Le 22 avril, comme plusieurs d’entre vous, j’irai marcher dans les rues.
Je n’y serai pas contre la droite. Parce que je ne sais plus très bien de quoi vous me parlez. La droite? Qu’entendez-vous par là? De la liberté, j’entends.
La droite donc, un mouvement qui, à force de revendiquer purement et simplement l’idéal de la liberté, a su créer des conditions inégales d’existence où la liberté est justement remise en question. Je ne suis pas libre parce que je ne suis pas égal. Lorsque vous clôturez une source d’eau potable qui, en-soi, n’appartient à personne, je ne suis pas libre d’y accéder. Et je ne suis pas égal non plus, puisque je suis moins costaud que vos agents de sécurité, armés, qui la protègent. Vous êtes libres, pas moi.
La gauche alors? L’égalité, dites-vous. Ça non plus, je sais plus trop ce que c’est. Vous me parliez de quoi déjà? Des corporations syndicales, des mouvements ouvriers, qui, grâce à leurs luttes, qui permettent désormais de tabasser quiconque ne pense pas comme eux, ont su créer un monde de complète inégalité? Lorsque vous luttez pour les seuls intérêts de vos membres, quitte à museler les travailleurs et petits entrepreneurs autonomes et indépendants, en vous appropriant tout le terrain du débat politique, je ne suis pas égal. Je ne suis pas libre non plus quand vous débarquez avec vos gros sabots de l’égalité. Vous êtes égaux, mais pas moi.
Vous voyez où j’en suis. Je suis fourré avec la liberté. Je suis aussi fourré avec l’égalité. À droite ou à gauche, je ne suis ni libre ni égal. Que me reste-t-il, au centre, pour nourrir mon indignation…? Je ne sais pas. Quelque chose comme la fraternité, peut-être. Quelque chose comme le vague sentiment que je dois quelque chose à mes semblables. Je leur dois, certes, de combattre pour la liberté, tout en constatant que les inégalités minent les fondements même de cette liberté. Je leur dois aussi l’égalité, tout en étant conscient que, revendiquée à outrance, l’égalité nie la liberté.
D’abord et avant tout, je dois aux humains qui m’entourent, j’en ai l’intime conviction, la fraternité. Je leur dois, au fond, de les retrouver comme des semblables.
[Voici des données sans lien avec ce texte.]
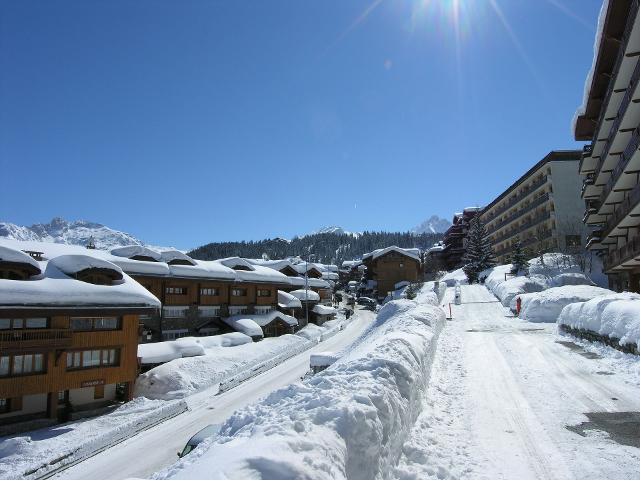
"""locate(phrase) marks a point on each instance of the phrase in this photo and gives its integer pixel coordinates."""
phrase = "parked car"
(198, 438)
(367, 302)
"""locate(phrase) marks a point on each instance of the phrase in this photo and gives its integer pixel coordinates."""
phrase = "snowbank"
(557, 270)
(546, 306)
(162, 352)
(615, 316)
(451, 278)
(52, 448)
(348, 422)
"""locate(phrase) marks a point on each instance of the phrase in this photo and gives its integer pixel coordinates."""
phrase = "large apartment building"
(68, 334)
(610, 120)
(455, 238)
(542, 209)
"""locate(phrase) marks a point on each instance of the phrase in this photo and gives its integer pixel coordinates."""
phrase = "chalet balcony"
(41, 339)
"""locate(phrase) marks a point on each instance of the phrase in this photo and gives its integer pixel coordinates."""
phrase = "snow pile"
(286, 300)
(557, 270)
(221, 366)
(51, 448)
(451, 278)
(349, 421)
(306, 295)
(162, 352)
(546, 306)
(615, 316)
(244, 325)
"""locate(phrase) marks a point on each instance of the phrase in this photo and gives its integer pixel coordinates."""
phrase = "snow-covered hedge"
(348, 422)
(546, 306)
(27, 457)
(615, 317)
(557, 270)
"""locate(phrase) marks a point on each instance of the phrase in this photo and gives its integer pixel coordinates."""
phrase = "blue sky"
(195, 121)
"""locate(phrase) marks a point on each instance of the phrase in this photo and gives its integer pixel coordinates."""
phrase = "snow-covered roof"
(306, 294)
(72, 264)
(242, 324)
(266, 318)
(323, 359)
(135, 251)
(12, 255)
(286, 300)
(407, 252)
(324, 310)
(169, 256)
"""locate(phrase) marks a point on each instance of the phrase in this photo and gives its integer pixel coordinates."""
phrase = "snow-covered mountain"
(434, 224)
(336, 230)
(78, 232)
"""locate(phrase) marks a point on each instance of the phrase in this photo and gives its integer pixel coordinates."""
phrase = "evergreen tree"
(479, 254)
(519, 260)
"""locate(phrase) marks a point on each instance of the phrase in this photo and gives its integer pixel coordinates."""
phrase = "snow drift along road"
(348, 422)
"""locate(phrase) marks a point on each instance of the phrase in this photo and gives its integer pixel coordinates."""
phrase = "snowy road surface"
(156, 448)
(502, 394)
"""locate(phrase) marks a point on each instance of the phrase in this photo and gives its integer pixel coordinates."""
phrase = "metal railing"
(607, 98)
(513, 200)
(46, 338)
(627, 252)
(534, 203)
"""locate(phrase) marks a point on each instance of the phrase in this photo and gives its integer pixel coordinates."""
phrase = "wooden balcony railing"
(45, 338)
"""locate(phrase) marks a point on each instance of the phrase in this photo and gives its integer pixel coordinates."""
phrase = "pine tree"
(479, 254)
(519, 260)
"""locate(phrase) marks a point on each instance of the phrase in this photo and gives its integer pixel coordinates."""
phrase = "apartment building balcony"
(629, 161)
(518, 198)
(35, 339)
(624, 257)
(525, 226)
(519, 213)
(587, 162)
(620, 72)
(628, 209)
(539, 237)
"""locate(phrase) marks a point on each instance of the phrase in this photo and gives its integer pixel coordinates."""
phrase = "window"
(95, 323)
(17, 365)
(18, 323)
(573, 240)
(175, 312)
(176, 290)
(98, 392)
(209, 312)
(173, 334)
(209, 292)
(93, 358)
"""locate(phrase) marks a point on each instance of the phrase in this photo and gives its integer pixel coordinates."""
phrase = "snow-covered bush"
(348, 422)
(546, 306)
(615, 316)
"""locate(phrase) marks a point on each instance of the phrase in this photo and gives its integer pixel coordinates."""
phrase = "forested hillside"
(327, 247)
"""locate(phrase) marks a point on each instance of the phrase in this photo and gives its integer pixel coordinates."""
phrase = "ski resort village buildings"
(610, 165)
(68, 334)
(542, 209)
(454, 238)
(389, 266)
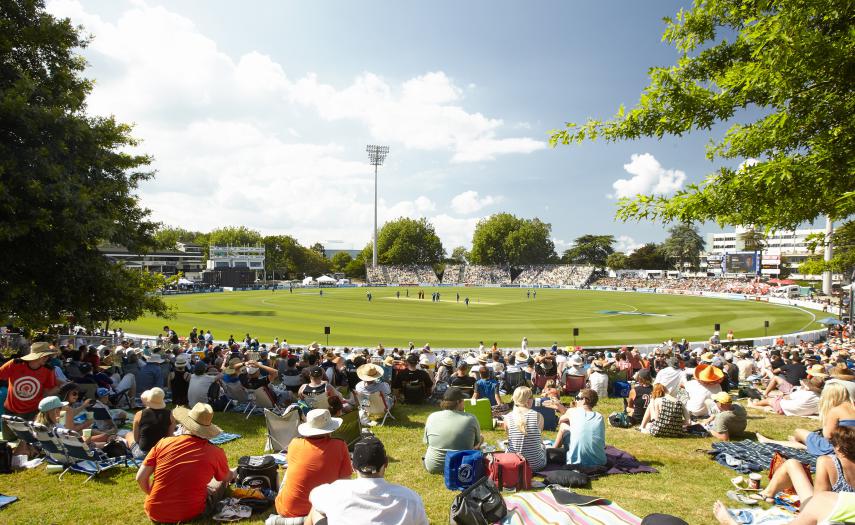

Elle est peut-être là, la principale carence. C’est seulement en retrouvant cet idéal de fraternité qu’il sera possible de résoudre, autant que faire se peut, le dilemme entre liberté et égalité. Sans ce pari fondamental de la fraternité, l’égalité et la liberté ne sont peut-être que des vices, ou des mirages.
J’appelle ça, souvent, le vertige du centre. Je dois jongler avec trois balles. Liberté, égalité et fraternité. Je n’envie pas ceux qui font des prouesses à une balle, de la main droite ou de la main gauche. Ils me font un peu rire, en fait. Regardez, je jongle avec une seule balle d’une seule main! C’est amusant, mais un tel exercice ne mène nulle part… Le réel objectif, pour autant qu’on veuille jongler, est de jongler avec trois balles en utilisant ses deux mains… Essayez ça, pour voir…
Je serai donc dans les rues, moi aussi, le 22 avril. Pas contre la droite, pas contre la gauche. Non. J’y serai pour jongler à trois balles. J’y serai, oui, pour la liberté et pour l’égalité. Mais j’y serai, surtout pour la fraternité… Car sans cette valeur fondamentale, la liberté et l’égalité ne sont que des chimères qui font des humains des êtres captifs et inégaux, qui font des humains des bêtes.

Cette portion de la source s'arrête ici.